Languages emerge, but few stick
It seems like every year, there’s a new batch of languages that promise to be the next Big Thing. In past years, the crown has been worn by Scala, Erlang, Clojure and others. But when it comes time to start a project or hire developers, skills in new languages are rarely high on the list of priorities for companies.
This year, Google joined the fun, promoting both Go and Dart. Like most new languages, they face an uphill battle, even with Google’s massive resources behind them. Few have what it takes to fight the institutional inertia of existing development decisions and to join winners such as Ruby in the pantheon of well-adopted emerging languages.
Some general thoughts to end the year
The computer industry, more than most others, can make you feel very old at a relatively young age. I’ve been hacking, in one form or another, for nearly 35 years, and the technology I used in my youth seems like it belongs in another universe.
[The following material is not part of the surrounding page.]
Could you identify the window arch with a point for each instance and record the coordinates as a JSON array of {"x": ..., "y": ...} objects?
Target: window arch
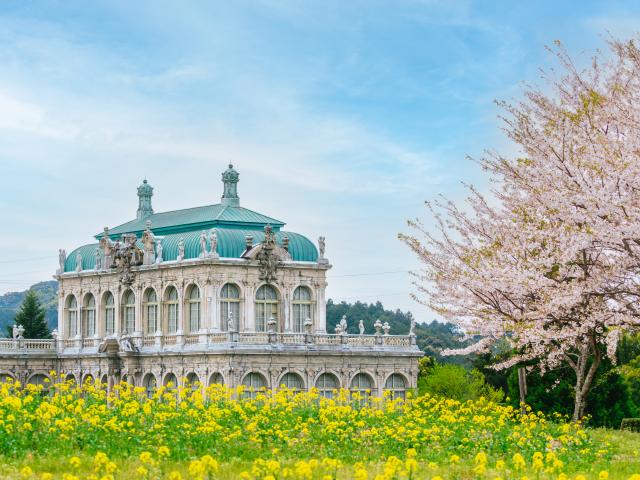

The flip side of this is that I’m constantly amazed by what science and technology brings forth on a seemingly daily basis. Whether it’s having a conversation with a device I can hold in the palm of my hand or watching the aurora light up the heavens, seen from above by occupants of the ISS, I often seem to be living in the future I read about as a kid.
As a species, we may be prone to pettiness, violence, willful ignorance and hatred, but once in a while, we manage to pull ourselves out of the muck and do something insanely great. Let’s attempt to honor the vision of an admittedly imperfect man we lost this year and try to make 2012 insanely greater.